While the state must sustain its burden of proof on each element of an offense charged, such elements may be established by circumstantial evidence and the logical inferences drawn therefrom. Lisenko v. State (1976), 265 Ind. 488, 355 N.E.2d 841; Kondrup v. State (1968), 250 Ind. 320, 235 N.E.2d 703. Because knowledge, like intent, is a mental state of the actor, the trier of fact must resort to reasonable inferences based on the examination of the surrounding circumstances to reasonably infer its existence. Lisenko v. State, supra; Farno v. State (1974), 159 Ind. App. 627, 308 N.E.2d 724. We find that the evidence, as set forth throughout this opinion, adequately supports the reasonable inference that Perkins was aware that she was depriving the child of necessary medical care.


HOFFMAN and STATON, JJ., concur.


[1] "XX-XX-X-X. Neglect of a dependent. (a) person having the care, custody, or control of a dependent who knowingly or intentionally:

(1) Places the dependent in a situation that may endanger his life or health;

(2) Abandons or cruelly confines the dependent;

(3) Deprives the dependent of necessary support; or

(4) Deprives the dependent of education as required by law; commits neglect of a dependent, a class D felony.

(b) It is a defense that the accused person, in the legitimate practice of his religious belief, provided treatment by spiritual means through prayer, in lieu of medical care, to his dependent. [IC XX-XX-X-X, as added by Acts 1976, P.L. 148, § 6, p. 718; 1977, P.L. 340, § 87, p. 1533; 1978, P.L. 144, § 8, p. 1313.]"

[2] Smith first testified that Perkins was not under arrest when the statement was taken but corrected his testimony after seeing the arrest warrant.

[3] The section number is the official Indiana Code number.

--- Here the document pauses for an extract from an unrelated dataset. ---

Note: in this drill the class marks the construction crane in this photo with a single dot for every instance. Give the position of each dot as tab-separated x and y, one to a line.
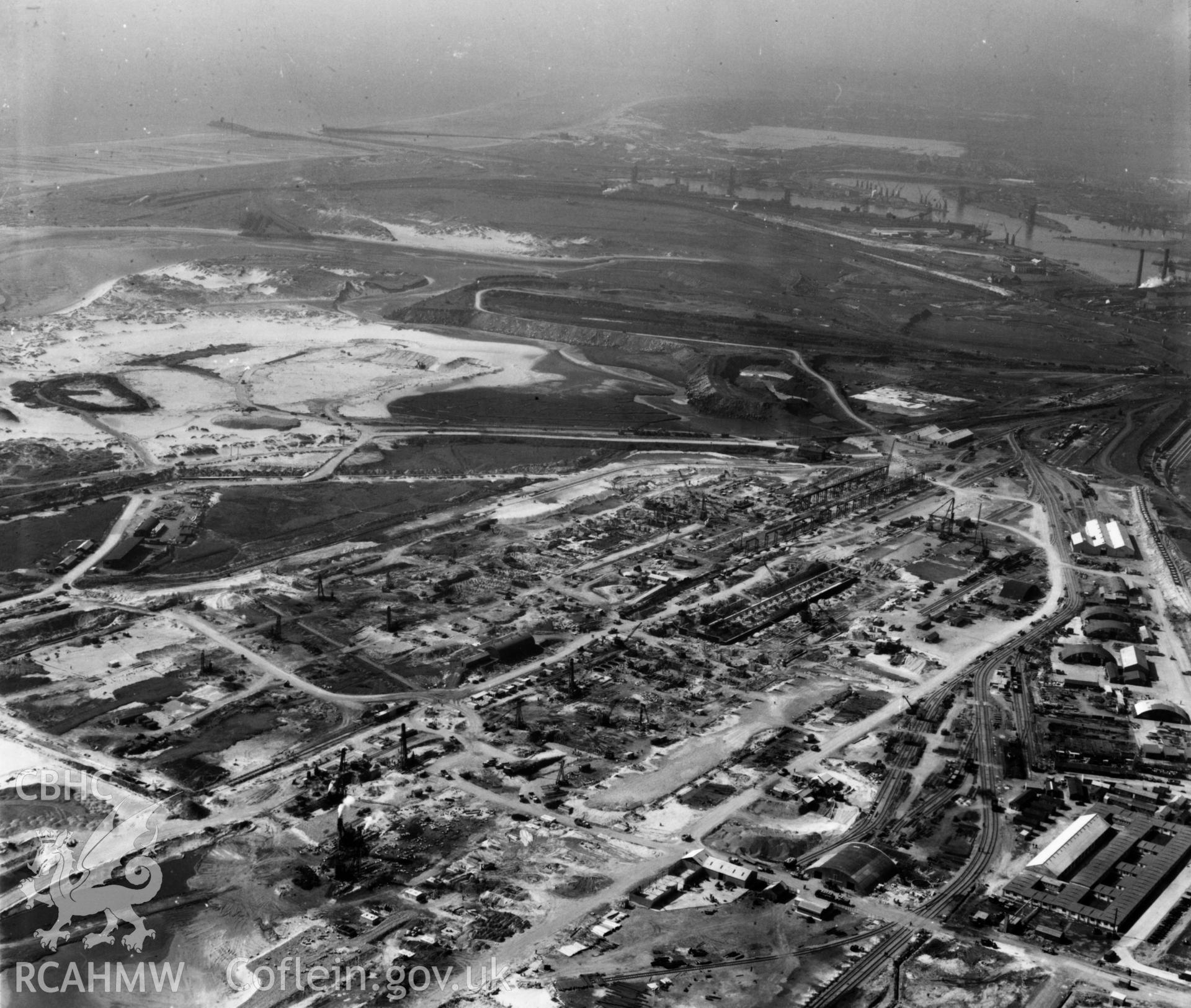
946	520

The statute may be found in Burns Indiana Statutes (1978 Ed.) at 35-50-1A-7(c). It reads as follows:

"(c) The court may consider these factors as aggravating circumstances or as favoring imposing consecutive terms of imprisonment:

(1) The person has recently violated the conditions of any probation, parole, or pardon granted him.

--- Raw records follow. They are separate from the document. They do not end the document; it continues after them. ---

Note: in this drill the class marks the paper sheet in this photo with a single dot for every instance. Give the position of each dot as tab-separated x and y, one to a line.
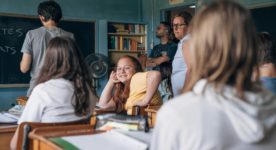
107	140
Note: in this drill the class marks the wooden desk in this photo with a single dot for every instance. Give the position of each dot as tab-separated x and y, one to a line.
41	135
6	133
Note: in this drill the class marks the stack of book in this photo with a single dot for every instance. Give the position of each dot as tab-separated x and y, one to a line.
124	43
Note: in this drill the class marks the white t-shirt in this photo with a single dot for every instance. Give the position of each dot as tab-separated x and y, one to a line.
208	120
179	68
50	102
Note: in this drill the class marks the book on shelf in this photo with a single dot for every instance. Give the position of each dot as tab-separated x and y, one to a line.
124	43
129	28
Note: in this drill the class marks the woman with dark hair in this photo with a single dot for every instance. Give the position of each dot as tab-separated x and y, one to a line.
63	91
128	86
267	61
222	108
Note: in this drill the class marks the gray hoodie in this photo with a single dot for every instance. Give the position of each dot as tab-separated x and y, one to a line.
206	119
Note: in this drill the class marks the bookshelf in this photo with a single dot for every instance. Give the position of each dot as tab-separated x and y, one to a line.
125	39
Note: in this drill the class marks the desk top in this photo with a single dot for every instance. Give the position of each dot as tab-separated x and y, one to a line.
4	128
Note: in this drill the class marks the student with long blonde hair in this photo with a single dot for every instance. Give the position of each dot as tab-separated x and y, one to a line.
129	86
63	91
221	107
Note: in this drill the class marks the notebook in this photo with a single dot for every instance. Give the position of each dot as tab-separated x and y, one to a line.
103	141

(2) The person has a history of criminal activity.

(3) The person is in need of correctional or rehabilitative treatment that can best be provided by his commitment to a penal facility.

(4) Imposition of a reduced sentence or suspension of the sentence and imposition of probation would depreciate the seriousness of the crime.

(5) The victim of the crime was sixty-five [65] years of age or older.

(6) The victim of the crime was mentally or physically infirm.

(d) The criteria listed in subsections (b) and (c) of this section do not limit the matters that the court may consider in determining the sentence."